CHRISTUSKIRCHE / LOEWE-ORATORIUM

20/03/23 In der Christuskirche war am 19. März eine wahre Kostbarkeit zu erleben. Carl Loewes fast vergessenes Passionsoratorium Das Sühneopfer des neuen Bundes erklang erstmals in Salzburg im Rahmen einer schönen Kooperation von Gordon Safaris „Cantorey Salzburg“ und der von Burkhard Rüger geleiteten „Strehlener Kantorei Dresden“, die dort ebenfalls in einer Christuskirche residiert.
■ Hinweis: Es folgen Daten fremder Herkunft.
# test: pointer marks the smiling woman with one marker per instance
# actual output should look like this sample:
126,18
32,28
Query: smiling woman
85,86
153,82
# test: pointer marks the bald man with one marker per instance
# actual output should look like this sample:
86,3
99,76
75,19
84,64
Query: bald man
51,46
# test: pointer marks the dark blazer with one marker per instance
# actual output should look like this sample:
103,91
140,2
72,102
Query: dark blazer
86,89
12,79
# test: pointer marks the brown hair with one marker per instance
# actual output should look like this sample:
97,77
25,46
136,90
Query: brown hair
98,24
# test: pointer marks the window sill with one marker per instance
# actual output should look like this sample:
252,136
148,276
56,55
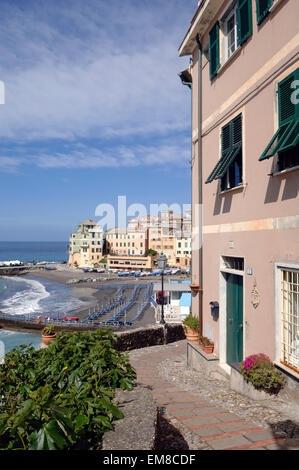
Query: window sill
275,5
289,370
286,171
229,60
240,187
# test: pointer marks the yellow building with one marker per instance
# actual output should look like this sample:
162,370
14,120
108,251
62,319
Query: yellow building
134,263
126,242
86,245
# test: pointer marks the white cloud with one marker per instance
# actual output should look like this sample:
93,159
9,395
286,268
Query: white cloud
92,70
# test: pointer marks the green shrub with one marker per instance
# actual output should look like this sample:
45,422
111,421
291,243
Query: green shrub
191,322
261,372
62,397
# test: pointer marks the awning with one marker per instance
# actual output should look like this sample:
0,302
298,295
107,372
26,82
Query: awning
185,300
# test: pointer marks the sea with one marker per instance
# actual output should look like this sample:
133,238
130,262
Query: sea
34,251
32,296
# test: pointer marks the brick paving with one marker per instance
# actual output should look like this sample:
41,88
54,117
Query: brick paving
208,426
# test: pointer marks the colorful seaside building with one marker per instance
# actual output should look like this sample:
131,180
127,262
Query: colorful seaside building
86,245
183,252
244,80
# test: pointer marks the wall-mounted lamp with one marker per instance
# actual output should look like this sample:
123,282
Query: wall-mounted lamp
214,310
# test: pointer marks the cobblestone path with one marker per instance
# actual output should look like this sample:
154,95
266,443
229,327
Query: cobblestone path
203,424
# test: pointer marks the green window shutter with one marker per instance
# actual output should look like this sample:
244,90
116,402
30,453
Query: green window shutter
231,145
287,109
244,10
214,50
262,9
287,135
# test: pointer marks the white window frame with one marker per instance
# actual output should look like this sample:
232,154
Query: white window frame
279,268
232,14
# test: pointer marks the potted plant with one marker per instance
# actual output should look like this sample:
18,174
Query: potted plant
206,344
191,328
259,370
48,334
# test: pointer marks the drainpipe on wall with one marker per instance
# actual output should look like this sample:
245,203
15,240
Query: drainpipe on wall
200,237
186,79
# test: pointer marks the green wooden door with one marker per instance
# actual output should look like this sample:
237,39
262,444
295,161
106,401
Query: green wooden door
234,316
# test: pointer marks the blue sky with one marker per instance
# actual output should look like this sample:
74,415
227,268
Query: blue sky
94,108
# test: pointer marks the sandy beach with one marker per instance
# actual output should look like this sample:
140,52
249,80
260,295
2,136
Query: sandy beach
88,291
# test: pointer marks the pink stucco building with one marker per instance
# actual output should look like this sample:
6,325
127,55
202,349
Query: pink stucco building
244,79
Von Gottfried Franz Kasparek

Die beiden Chöre, deren künstlerische Genetik ebenso von Johann Sebastian Bach bestimmt ist wie Loewes Komposition, ergeben eine stimmige und tonschöne Einheit. Gordon Safari leitet die Ensembles im prall gefüllten Altarraum mit der ihm eigenen Genauigkeit und emotionalen Hingabe und bindet das nicht nur in den Arien und Chorälen, sondern auch in den Rezitativen gefragte „Strehlener Streichorchester“, eine wackere Amateurgruppe, liebevoll anfeuernd mit ein. Einmal, in der Erdbebenszene der Kreuzigung, darf die Schlagzeugerin Rizumu Sugishita, die am selben Tag auch in der Camarate-Matinee tätig war, zusätzliche Pauken-Akzente setzen.
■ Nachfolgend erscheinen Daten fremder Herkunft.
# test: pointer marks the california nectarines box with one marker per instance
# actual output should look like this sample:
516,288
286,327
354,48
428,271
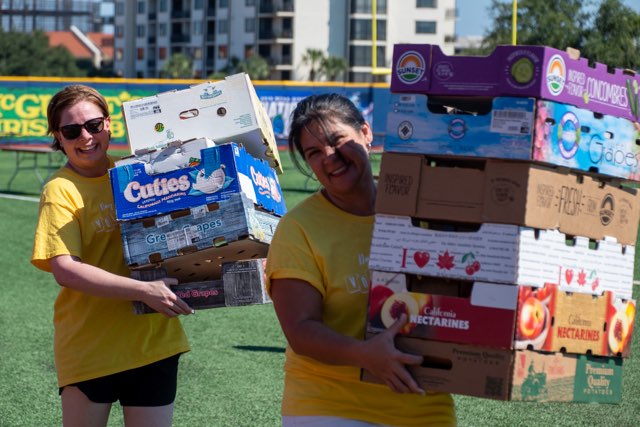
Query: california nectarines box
509,192
151,240
456,311
553,320
519,375
224,111
502,253
529,71
514,128
242,283
223,170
Die Gesangssoli sind jungen Profis anvertraut. Wieder einmal erfreut die schottische Sopranistin Electra Lochhead in meist beschaulichen Arien mit perfekter deutscher Artikulation und leuchtendem Timbre. Ähnliches gilt für die bulgarische Altistin Olga Levtcheva, die ihr zum Dramatischen neigendes Organ auch dem Lieblingsjünger Johannes leihen darf. Die beiden jungen Bassisten, der wundersam balsamisch klingende Brett Pruunsild als Jesus und der baritonal timbrierte Jakob Hoffmann in den profund gestalteten Charakterrollen des Judas und des Petrus, sind goldrichtig eingesetzt. Diese Rolleneinteilungen sind übrigens gar nicht vorbestimmt vom Komponisten, sondern obliegen jeweils den Ausführenden.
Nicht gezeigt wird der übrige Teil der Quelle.